Soruşturmanın genişletilmesi üzerine Tabak hakkında ayrıca “Devletin gizli kalması gereken bilgilerini siyasi ve askeri casusluk amacıyla temin etmek” suçundan Ankara 34. Ağır Ceza Mahkemesi’ne dava açıldı.
Savcı mütalaasında MİT’in mahrem yapılanmasında sözde öğretmenlik yapan sanığın MİT personeliyle azami gizlilikle özel evlerdeki örgütsel toplantıları organize ettiği belirtildi.
Öğrenci dediği MİT çalışanlarından devlet sırrı niteliğindeki gizli kalması gereken bilgileri temin ederek FETÖ’ye aktardığı için cezalandırılmasını istedi.
MİT’e ilk sızmanın 1994 yılında olduğunu, “Doktor Sinan” ve “Tahir” kod adlarını kullanan Murat Karabulut’un GATA mahrem yapı imamıyken MİT imamlığına atandığını belirten mahkeme, örgütün güncel MİT imamının halen ABD’de yaşayan Bülent Bişer olduğunu kaydetti.
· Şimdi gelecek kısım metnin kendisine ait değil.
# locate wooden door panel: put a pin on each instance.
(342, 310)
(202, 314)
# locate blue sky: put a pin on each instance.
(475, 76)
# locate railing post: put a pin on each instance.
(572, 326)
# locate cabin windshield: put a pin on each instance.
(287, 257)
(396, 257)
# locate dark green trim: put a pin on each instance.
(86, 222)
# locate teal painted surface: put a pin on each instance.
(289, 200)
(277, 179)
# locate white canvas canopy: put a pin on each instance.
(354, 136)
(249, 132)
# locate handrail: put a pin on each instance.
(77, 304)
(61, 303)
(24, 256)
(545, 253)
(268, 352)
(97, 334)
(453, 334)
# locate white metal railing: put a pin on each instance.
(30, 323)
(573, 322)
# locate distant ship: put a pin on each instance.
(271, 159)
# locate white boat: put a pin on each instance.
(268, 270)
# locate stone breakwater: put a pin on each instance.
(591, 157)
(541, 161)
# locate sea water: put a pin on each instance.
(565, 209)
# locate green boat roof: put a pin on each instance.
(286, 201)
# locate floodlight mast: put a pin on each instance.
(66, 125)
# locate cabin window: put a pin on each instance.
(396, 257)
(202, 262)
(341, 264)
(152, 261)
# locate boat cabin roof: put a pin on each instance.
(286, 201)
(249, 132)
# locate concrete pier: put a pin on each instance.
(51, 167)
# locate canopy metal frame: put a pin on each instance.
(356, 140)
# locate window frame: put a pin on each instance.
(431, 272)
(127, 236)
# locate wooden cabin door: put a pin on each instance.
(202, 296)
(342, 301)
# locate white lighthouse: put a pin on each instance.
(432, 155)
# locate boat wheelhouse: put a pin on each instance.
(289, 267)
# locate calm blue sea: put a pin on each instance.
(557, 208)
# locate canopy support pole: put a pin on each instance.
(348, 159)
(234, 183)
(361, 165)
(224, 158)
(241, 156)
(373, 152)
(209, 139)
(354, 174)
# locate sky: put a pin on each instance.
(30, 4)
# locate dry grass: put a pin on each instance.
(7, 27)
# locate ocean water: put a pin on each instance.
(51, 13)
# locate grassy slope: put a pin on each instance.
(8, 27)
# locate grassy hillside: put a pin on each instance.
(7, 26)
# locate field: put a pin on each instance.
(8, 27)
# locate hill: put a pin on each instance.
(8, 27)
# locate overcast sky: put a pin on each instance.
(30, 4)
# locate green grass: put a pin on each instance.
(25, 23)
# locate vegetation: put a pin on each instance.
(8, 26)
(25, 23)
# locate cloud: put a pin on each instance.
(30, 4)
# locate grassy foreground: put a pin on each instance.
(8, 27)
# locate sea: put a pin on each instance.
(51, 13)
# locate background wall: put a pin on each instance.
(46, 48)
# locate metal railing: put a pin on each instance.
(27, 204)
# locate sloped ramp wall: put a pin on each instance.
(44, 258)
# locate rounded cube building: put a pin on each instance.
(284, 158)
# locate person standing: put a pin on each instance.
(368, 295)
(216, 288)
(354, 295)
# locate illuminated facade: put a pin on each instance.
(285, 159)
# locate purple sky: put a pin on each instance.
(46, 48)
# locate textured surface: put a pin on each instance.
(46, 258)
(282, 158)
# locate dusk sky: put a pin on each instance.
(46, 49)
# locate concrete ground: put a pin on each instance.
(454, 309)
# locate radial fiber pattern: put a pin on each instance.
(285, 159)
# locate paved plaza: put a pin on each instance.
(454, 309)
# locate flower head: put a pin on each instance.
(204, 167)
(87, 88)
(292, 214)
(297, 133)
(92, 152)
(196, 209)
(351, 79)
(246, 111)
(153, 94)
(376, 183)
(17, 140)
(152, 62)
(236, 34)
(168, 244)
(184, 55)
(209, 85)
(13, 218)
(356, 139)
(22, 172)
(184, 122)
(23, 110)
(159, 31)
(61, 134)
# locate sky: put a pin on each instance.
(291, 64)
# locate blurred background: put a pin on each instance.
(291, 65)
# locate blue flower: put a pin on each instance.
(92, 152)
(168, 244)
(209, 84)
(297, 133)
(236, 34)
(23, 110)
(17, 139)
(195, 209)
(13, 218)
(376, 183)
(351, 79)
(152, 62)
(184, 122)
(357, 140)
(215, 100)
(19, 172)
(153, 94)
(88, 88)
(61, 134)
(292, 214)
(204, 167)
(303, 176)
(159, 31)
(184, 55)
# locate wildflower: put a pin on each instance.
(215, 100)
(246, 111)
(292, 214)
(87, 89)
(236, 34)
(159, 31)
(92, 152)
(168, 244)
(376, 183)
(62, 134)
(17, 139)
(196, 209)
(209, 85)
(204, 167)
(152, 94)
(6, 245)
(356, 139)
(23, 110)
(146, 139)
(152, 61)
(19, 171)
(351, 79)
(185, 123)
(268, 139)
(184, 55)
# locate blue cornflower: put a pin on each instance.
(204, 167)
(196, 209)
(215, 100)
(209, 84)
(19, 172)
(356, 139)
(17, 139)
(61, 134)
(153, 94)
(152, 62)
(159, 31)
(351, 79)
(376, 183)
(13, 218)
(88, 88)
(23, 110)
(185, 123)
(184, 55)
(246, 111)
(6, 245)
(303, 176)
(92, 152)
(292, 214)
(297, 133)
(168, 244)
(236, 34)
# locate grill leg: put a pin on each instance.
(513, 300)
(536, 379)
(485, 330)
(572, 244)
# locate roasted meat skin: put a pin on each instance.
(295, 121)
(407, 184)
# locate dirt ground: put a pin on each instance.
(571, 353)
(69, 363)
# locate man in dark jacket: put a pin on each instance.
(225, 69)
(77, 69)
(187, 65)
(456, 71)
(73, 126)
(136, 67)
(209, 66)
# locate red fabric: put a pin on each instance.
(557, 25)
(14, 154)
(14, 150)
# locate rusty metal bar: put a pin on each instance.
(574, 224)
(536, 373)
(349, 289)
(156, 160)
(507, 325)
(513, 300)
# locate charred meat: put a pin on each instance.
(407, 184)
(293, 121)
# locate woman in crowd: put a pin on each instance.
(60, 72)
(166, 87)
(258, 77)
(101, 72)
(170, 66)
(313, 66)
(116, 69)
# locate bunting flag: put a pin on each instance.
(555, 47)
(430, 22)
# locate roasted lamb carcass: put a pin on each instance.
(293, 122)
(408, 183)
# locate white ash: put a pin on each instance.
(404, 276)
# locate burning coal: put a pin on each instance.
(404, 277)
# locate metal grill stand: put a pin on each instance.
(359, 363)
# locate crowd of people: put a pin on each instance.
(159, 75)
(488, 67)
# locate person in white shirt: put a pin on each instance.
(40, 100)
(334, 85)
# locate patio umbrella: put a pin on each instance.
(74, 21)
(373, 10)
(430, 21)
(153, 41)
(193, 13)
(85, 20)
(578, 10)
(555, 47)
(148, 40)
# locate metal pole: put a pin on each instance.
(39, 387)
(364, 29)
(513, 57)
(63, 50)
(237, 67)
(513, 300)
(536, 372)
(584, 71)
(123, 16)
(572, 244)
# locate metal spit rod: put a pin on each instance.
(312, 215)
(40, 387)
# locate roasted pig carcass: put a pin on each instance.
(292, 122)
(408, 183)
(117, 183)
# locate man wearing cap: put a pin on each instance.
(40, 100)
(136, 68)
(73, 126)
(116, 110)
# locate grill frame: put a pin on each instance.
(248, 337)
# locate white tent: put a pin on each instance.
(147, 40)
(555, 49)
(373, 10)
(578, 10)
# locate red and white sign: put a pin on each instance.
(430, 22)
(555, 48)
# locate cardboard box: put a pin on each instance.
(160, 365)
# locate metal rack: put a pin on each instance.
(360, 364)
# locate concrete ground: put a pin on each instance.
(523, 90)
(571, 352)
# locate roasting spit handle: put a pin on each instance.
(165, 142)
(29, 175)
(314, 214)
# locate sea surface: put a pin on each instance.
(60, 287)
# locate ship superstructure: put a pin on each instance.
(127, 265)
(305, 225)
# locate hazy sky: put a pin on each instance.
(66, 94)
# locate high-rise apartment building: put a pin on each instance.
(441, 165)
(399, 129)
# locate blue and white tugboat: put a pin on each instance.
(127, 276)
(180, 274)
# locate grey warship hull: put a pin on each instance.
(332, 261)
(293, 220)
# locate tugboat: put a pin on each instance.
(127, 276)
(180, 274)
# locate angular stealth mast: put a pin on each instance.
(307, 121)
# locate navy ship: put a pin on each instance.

Örgüt içinde MİT başkanlığının “Hastane”, MİT başkanının ise “Başhekim” adıyla kodlandırıldığına dikkat çeken mahkeme, sanık Alaattin Tabak’ın MİT’e sızan FETÖ üyelerine mahrem imamlık yaptığını, örgütçü MİT çalışanlarından temin ettiği devlet sırrı niteliğindeki bilgileri örgütün menfaatleri doğrultusunda kullandığı için siyasal veya askeri casusluk suçunu işlediğine kanaat getirdi.